The blocking was actually exceptional on that score (as you can see in the shot below), but Brown still had to hit the opening hard and had to have the speed to outrun the Carolina secondary.
In 56 career games, McCoy has hit that 178-yard mark only once. And he hasn't picked up 65 or more yards on a single run since 2009, his rookie season. Even before a concussion took him off the field, the All-Pro was ranked only 24th among qualifying running backs with a 4.2 average and had scored just two rushing touchdowns in 10 games.
A lot could change between now and the end of the season, for better or for worse, but was that one electric performance enough to earn Brown a shot at serious reps in 2013?
The reality is that it has probably guaranteed him a roster spot, and there's even a chance McCoy and Brown become somewhat of a one-two punch.
Of course, that depends on who's running the offense and who's coaching the team. Andy Reid isn't/wasn't a big fan of committee-type backfields, but McCoy risks becoming worn down. He was the NFL's most heavily worked running back in 2011 and he's not exactly a large man.
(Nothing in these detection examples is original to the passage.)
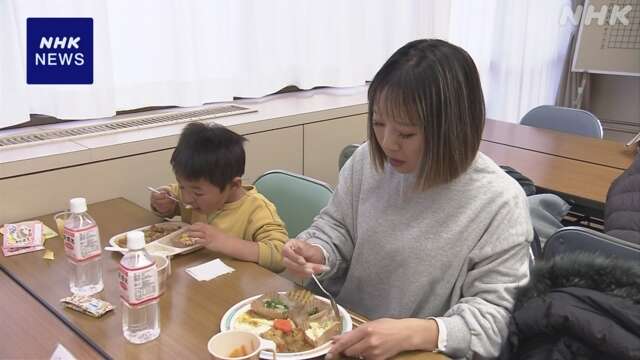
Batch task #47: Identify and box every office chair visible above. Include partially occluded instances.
[338,144,360,170]
[520,105,602,139]
[542,226,640,262]
[253,170,333,238]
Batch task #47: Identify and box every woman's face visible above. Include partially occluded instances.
[372,112,424,174]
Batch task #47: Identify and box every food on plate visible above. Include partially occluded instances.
[251,293,291,319]
[235,289,342,353]
[174,233,196,247]
[260,326,315,352]
[304,309,342,347]
[116,224,180,248]
[229,345,249,357]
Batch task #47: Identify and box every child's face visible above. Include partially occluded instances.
[176,176,232,214]
[373,113,424,174]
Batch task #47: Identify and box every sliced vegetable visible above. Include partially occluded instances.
[273,319,293,333]
[264,299,289,311]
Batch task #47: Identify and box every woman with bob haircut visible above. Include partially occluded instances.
[283,40,533,359]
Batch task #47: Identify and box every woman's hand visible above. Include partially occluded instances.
[150,186,176,215]
[326,319,438,360]
[282,239,328,279]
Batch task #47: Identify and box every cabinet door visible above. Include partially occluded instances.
[304,114,367,187]
[243,126,302,184]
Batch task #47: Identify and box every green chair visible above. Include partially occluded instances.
[253,170,333,238]
[338,144,360,170]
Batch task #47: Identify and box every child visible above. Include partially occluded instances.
[151,122,288,272]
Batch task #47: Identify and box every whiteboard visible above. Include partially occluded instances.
[571,0,640,76]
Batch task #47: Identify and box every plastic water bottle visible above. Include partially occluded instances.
[119,231,160,344]
[64,198,104,295]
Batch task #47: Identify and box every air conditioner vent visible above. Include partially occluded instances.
[0,105,257,149]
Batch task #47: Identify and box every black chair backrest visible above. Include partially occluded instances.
[542,226,640,262]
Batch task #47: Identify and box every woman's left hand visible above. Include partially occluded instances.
[326,319,438,360]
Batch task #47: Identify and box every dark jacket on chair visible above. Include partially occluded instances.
[500,254,640,360]
[604,153,640,244]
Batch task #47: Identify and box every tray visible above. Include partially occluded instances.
[109,221,202,257]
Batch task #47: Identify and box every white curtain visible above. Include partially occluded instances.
[0,0,450,128]
[449,0,574,123]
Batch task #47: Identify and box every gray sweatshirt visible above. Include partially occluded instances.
[298,144,533,358]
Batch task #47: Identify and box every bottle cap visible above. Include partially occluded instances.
[69,198,87,214]
[127,230,145,250]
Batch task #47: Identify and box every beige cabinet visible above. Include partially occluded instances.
[304,114,367,187]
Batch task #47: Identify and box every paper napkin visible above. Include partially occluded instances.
[185,259,235,281]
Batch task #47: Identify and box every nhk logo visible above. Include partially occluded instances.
[27,18,93,84]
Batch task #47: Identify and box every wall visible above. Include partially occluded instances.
[0,111,366,224]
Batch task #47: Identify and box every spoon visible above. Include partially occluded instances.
[104,246,129,252]
[147,186,191,209]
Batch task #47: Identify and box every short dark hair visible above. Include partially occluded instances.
[368,39,485,190]
[171,122,247,190]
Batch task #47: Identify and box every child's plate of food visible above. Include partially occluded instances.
[220,289,353,360]
[109,221,202,256]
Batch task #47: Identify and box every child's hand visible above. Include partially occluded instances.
[282,239,328,279]
[187,223,227,252]
[150,186,176,215]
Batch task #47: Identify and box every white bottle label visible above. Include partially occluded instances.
[118,263,158,305]
[64,225,101,261]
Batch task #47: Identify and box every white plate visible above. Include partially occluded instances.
[220,292,353,360]
[109,221,202,256]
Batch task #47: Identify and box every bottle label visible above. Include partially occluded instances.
[118,262,158,305]
[64,225,101,261]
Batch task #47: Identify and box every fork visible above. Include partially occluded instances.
[311,274,342,319]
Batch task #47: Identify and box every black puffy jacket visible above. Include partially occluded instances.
[604,152,640,244]
[500,254,640,360]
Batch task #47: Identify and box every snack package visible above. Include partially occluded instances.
[2,246,44,256]
[60,295,113,318]
[2,221,43,249]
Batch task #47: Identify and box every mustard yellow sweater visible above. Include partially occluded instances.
[169,184,289,272]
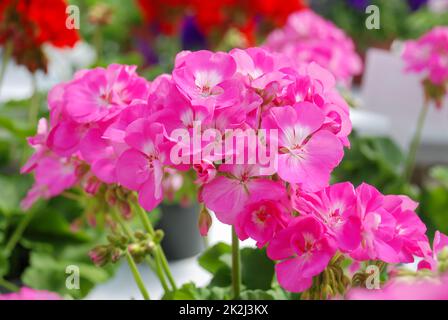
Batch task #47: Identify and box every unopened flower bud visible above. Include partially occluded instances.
[89,245,110,267]
[153,229,165,243]
[105,188,117,207]
[198,206,212,237]
[117,201,132,220]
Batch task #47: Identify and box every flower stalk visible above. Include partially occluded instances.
[0,41,13,89]
[126,250,150,300]
[403,100,429,183]
[232,227,241,299]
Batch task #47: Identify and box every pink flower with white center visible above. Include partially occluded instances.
[193,161,217,185]
[418,231,448,271]
[0,287,62,300]
[383,195,429,263]
[293,182,361,252]
[116,119,170,211]
[63,64,148,123]
[230,48,275,80]
[20,118,49,173]
[264,10,362,85]
[262,102,344,191]
[173,50,242,111]
[403,26,448,86]
[267,215,336,292]
[283,63,352,146]
[350,183,400,263]
[21,154,79,210]
[200,164,285,225]
[79,128,127,183]
[235,198,292,248]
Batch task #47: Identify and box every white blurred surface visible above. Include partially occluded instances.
[0,42,96,102]
[361,49,448,162]
[86,214,255,300]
Brown might be able to take more of a beating and clearly has the skill set to contribute on all three downs.
Indications are Brown isn't a great pass-blocker, though. And if fumbling becomes a habit, this won't be a discussion. But when a guy can do the kinds of things the Kansas State product was doing against Carolina, he deserves a chance at serious reps, regardless of who usually starts ahead of him.
The Eagles' offensive line didn't fare badly at all Monday night, and the Panthers aren't exactly superb in run defense, but Brown still displayed a special ability to make the right cuts at the right time, and he was doing so with incredible speed.
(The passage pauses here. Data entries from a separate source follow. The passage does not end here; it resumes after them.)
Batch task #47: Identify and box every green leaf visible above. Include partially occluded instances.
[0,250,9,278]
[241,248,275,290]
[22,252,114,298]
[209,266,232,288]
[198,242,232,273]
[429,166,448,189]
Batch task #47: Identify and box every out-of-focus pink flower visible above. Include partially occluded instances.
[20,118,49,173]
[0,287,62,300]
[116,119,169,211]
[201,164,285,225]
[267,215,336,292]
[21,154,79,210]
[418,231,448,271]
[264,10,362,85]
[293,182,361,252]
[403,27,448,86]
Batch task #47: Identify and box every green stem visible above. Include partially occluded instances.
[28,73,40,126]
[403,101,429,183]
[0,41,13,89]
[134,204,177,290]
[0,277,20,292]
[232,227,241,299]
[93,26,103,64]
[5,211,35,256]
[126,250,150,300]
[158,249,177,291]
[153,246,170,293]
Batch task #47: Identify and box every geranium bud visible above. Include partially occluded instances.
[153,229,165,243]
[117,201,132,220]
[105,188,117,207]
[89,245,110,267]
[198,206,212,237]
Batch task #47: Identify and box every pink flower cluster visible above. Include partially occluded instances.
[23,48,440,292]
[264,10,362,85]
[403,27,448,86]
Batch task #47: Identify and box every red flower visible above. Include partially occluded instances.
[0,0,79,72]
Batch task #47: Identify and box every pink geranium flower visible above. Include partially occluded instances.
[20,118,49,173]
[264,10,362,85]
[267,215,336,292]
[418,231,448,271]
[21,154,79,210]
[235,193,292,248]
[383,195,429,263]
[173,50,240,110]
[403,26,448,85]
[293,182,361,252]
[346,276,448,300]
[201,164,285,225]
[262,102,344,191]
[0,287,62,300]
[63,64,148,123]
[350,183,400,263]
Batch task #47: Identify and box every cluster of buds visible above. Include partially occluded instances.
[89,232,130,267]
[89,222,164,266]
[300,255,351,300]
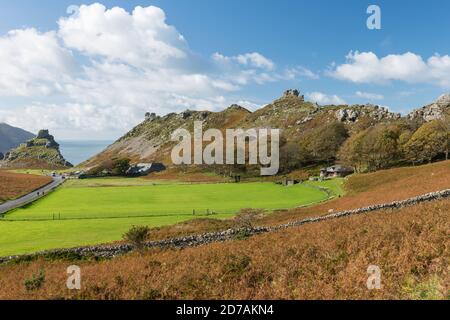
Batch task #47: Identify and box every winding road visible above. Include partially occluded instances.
[0,176,64,217]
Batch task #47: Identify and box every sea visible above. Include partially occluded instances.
[58,140,114,165]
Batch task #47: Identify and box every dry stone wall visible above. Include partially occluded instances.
[0,189,450,264]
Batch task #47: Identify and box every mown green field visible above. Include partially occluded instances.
[0,179,342,256]
[6,183,328,220]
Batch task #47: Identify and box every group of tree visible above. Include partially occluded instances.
[280,117,450,172]
[338,119,450,171]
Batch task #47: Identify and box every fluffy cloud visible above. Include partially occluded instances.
[0,29,73,96]
[58,3,187,67]
[330,51,450,88]
[306,92,346,105]
[0,3,315,137]
[356,91,384,100]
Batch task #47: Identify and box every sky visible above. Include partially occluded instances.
[0,0,450,140]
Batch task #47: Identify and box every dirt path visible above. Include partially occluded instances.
[0,176,64,216]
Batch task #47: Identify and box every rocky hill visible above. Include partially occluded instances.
[81,90,408,168]
[0,123,35,156]
[0,130,72,169]
[408,94,450,122]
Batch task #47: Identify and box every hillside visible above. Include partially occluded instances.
[0,162,450,299]
[0,123,35,156]
[80,90,401,170]
[0,130,72,169]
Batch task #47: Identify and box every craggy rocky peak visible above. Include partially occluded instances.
[283,89,305,101]
[36,130,53,140]
[4,130,72,168]
[436,93,450,107]
[145,112,158,121]
[408,94,450,122]
[336,104,401,123]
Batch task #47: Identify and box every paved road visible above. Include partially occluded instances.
[0,176,64,215]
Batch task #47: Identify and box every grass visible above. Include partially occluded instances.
[0,215,231,256]
[0,195,450,300]
[305,178,345,197]
[0,170,52,203]
[0,178,334,256]
[6,183,328,220]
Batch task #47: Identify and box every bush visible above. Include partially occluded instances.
[123,226,150,252]
[234,209,264,229]
[24,269,45,291]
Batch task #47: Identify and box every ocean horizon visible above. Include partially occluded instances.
[59,140,114,166]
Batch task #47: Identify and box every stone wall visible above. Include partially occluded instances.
[0,189,450,264]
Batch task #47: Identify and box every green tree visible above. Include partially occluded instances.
[405,120,448,164]
[303,122,349,163]
[112,158,130,176]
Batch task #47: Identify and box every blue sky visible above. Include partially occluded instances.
[0,0,450,139]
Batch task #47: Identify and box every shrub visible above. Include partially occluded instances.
[235,209,263,229]
[24,269,45,291]
[123,226,150,252]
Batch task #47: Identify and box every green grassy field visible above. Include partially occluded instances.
[6,183,328,220]
[0,179,342,256]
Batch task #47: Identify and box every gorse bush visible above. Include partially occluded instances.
[123,226,150,252]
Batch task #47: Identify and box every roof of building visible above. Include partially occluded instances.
[321,165,354,173]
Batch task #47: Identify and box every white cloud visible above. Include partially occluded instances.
[330,51,450,88]
[0,3,314,138]
[212,52,275,70]
[58,3,188,67]
[356,91,384,100]
[235,52,275,70]
[0,29,73,96]
[306,92,346,105]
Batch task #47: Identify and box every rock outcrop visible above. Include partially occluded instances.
[408,94,450,122]
[335,104,401,123]
[0,123,35,154]
[2,130,72,169]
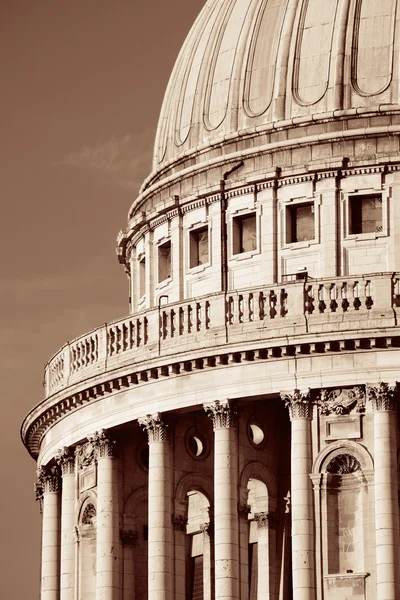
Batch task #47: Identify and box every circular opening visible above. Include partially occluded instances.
[249,423,265,446]
[189,435,204,458]
[185,428,208,459]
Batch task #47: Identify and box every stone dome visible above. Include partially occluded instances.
[142,0,400,191]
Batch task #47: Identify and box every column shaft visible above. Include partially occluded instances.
[370,388,400,600]
[205,401,239,600]
[139,414,174,600]
[39,469,61,600]
[89,430,121,600]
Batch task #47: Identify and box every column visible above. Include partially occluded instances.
[56,448,76,600]
[139,413,174,600]
[88,429,121,600]
[204,400,239,600]
[281,389,315,600]
[367,383,400,600]
[36,466,61,600]
[254,512,270,600]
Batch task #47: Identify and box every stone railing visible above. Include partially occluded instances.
[45,273,400,396]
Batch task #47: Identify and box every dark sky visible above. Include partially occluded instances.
[0,0,204,600]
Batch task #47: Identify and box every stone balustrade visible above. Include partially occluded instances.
[41,273,400,397]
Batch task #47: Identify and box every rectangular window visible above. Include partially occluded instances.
[158,242,171,283]
[139,257,146,298]
[349,194,383,234]
[286,202,315,244]
[232,213,257,254]
[189,227,209,269]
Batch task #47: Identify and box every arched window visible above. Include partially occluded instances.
[186,490,211,600]
[77,497,97,600]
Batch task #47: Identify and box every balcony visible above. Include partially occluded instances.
[45,273,400,397]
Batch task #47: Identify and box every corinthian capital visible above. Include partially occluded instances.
[138,413,170,444]
[203,400,238,431]
[88,429,115,458]
[37,466,61,494]
[56,446,75,477]
[367,381,397,412]
[281,389,313,421]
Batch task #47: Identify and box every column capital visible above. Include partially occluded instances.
[138,413,170,444]
[203,400,238,431]
[55,446,75,477]
[33,481,43,514]
[281,389,313,421]
[172,515,187,532]
[367,381,397,412]
[254,512,269,528]
[88,429,116,459]
[37,466,61,494]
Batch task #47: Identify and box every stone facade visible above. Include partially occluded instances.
[22,0,400,600]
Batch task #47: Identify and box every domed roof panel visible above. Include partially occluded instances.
[353,0,397,95]
[243,0,287,117]
[293,0,338,105]
[149,0,400,189]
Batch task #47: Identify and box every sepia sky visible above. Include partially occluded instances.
[0,0,204,600]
This, for example, turned into a 19-yard gain.
And sometimes it was sheer speed. This, for example, resulted in another 19-yard pickup around the edge.
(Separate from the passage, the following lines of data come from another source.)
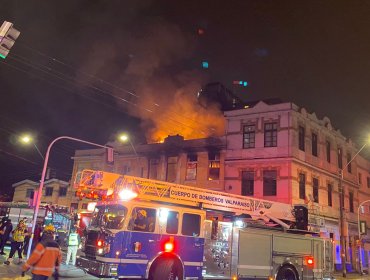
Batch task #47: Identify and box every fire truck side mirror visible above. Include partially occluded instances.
[211,217,218,240]
[294,205,308,230]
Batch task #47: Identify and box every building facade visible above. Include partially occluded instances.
[225,102,370,271]
[72,102,370,271]
[72,135,225,210]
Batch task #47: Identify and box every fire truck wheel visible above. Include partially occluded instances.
[276,265,298,280]
[149,258,183,280]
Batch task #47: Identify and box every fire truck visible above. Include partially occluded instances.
[75,170,333,280]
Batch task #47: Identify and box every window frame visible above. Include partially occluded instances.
[337,147,343,169]
[312,177,320,203]
[262,170,278,196]
[328,183,333,207]
[263,121,278,148]
[58,187,68,197]
[348,192,355,213]
[26,188,35,199]
[326,140,331,163]
[241,170,255,196]
[298,172,306,199]
[208,153,221,181]
[45,187,54,197]
[311,132,319,157]
[298,125,306,151]
[243,124,256,149]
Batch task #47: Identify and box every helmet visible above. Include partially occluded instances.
[137,209,147,217]
[44,224,55,233]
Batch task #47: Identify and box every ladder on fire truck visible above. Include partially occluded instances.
[75,170,295,222]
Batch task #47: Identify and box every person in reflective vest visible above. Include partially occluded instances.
[66,228,81,265]
[22,224,62,280]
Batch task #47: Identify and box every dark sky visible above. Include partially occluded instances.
[0,0,370,197]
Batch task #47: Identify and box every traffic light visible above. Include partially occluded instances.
[294,205,308,230]
[0,21,21,59]
[233,81,248,87]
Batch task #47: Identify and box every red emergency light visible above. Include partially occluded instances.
[306,256,314,266]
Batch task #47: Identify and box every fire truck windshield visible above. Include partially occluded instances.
[91,205,127,229]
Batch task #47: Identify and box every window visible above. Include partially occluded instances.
[128,207,157,232]
[208,153,220,180]
[181,213,200,236]
[298,126,305,151]
[149,158,159,179]
[299,173,306,199]
[59,187,67,196]
[337,148,343,169]
[166,211,179,234]
[347,153,352,173]
[122,164,131,175]
[265,123,277,147]
[312,133,317,157]
[186,155,198,180]
[242,171,254,196]
[349,192,354,213]
[26,189,35,199]
[328,184,333,206]
[326,141,330,162]
[312,178,319,203]
[91,204,127,229]
[71,203,78,210]
[45,187,53,196]
[166,157,177,182]
[243,125,256,149]
[263,170,276,196]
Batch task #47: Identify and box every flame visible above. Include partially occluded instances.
[147,86,225,142]
[127,75,225,143]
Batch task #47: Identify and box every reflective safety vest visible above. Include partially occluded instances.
[13,228,24,242]
[68,232,79,246]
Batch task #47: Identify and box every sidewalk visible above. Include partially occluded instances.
[334,272,370,280]
[0,247,99,280]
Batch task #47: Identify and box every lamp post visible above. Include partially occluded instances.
[27,136,112,258]
[19,135,45,160]
[338,140,370,277]
[357,199,370,274]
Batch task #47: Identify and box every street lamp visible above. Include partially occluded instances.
[19,134,45,159]
[118,133,140,173]
[339,140,370,277]
[27,136,112,258]
[357,199,370,274]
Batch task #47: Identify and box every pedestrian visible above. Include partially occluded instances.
[66,228,81,265]
[22,224,62,280]
[31,223,42,251]
[0,219,13,255]
[0,217,8,255]
[23,223,32,255]
[4,220,27,265]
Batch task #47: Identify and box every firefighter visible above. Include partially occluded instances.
[134,209,148,231]
[66,228,81,265]
[22,224,62,280]
[4,220,27,265]
[0,219,13,255]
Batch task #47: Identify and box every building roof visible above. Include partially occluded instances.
[12,179,69,188]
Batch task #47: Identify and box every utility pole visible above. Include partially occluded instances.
[338,169,347,277]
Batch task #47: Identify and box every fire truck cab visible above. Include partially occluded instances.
[77,171,333,280]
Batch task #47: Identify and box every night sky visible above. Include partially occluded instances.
[0,0,370,197]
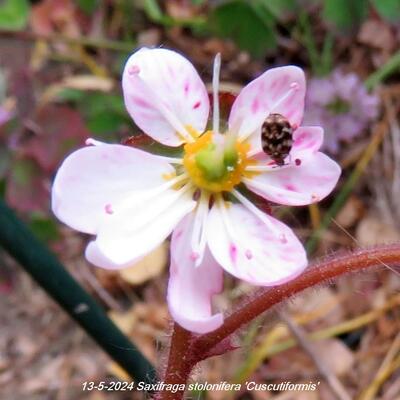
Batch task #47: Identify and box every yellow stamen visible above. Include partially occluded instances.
[183,131,251,193]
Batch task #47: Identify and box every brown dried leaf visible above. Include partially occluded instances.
[119,242,168,285]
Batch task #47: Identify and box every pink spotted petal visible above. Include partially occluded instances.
[92,189,196,268]
[208,204,307,286]
[52,144,174,234]
[122,48,209,146]
[290,126,324,161]
[168,214,223,333]
[245,152,341,206]
[229,66,305,137]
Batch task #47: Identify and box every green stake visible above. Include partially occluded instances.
[0,200,156,383]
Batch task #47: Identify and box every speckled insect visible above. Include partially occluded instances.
[261,114,293,166]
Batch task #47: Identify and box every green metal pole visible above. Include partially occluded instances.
[0,200,156,383]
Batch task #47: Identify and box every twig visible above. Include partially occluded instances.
[0,29,136,53]
[306,122,388,253]
[235,295,400,383]
[279,311,351,400]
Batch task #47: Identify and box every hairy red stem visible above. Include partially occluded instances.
[157,244,400,400]
[154,324,197,400]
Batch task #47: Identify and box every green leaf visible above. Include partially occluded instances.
[29,214,59,242]
[87,112,125,135]
[371,0,400,22]
[0,0,30,31]
[210,0,276,57]
[323,0,368,30]
[261,0,299,20]
[76,0,99,15]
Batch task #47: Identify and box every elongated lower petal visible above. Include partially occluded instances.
[122,48,209,146]
[208,204,307,286]
[245,152,341,206]
[87,189,196,268]
[168,214,223,333]
[290,126,324,162]
[52,144,174,234]
[229,66,305,136]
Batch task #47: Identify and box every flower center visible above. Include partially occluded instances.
[326,97,351,115]
[183,131,250,193]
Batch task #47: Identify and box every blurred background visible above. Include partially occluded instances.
[0,0,400,400]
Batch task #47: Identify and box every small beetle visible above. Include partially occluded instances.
[261,114,293,166]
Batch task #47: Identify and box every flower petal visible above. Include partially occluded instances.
[122,48,210,146]
[229,66,305,137]
[290,126,324,161]
[52,144,174,234]
[208,204,307,286]
[244,152,341,206]
[91,188,196,268]
[168,214,224,333]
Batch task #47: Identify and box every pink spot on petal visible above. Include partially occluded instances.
[183,81,190,96]
[128,65,140,75]
[251,98,260,114]
[285,183,296,192]
[133,97,151,108]
[245,249,253,260]
[104,204,114,214]
[279,233,288,244]
[229,243,237,264]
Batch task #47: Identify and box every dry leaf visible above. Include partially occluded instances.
[356,216,400,246]
[119,242,168,285]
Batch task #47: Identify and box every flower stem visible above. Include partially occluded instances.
[156,244,400,400]
[155,324,197,400]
There's a chance he fizzles out. We've seen flash-in-the-pan running backs disappear as quickly as they've emerged, and defenses tend to wise up as the length of tape on an opponent grows. In Brown's case, the element of surprise was rather significant considering he barely played in college due to off-field issues.
So we'll see if opposing defensive coordinators begin to find ways to control Brown in the weeks to come. At least I hope we'll see, because this is a perfect opportunity for the 21-year-old to audition against regular-season NFL opponents, and there's little reason to rush McCoy back to a 3-8 team.
If Brown does continue to emerge, the Eagles will have one of those "good problems to have," which might provide some relief with storms brewing literally everywhere else within the organization. There's no such thing as a running back controversy nowadays, because weapons are weapons and committee backfields are ubiquitous.
McCoy is only 24 years old and is one of the highest paid running backs in football. He isn't in jeopardy of losing his job, but the Eagles might soon be forced to adapt to get the most out of not one, but two talented running backs.
The goal, or hope, now, should be to find out over the next few weeks just how good Brown is, and to dig deep on both sides of the ball between now and Dec. 30 to discover any other weapons in the rough that could be used in the next era of Eagles football.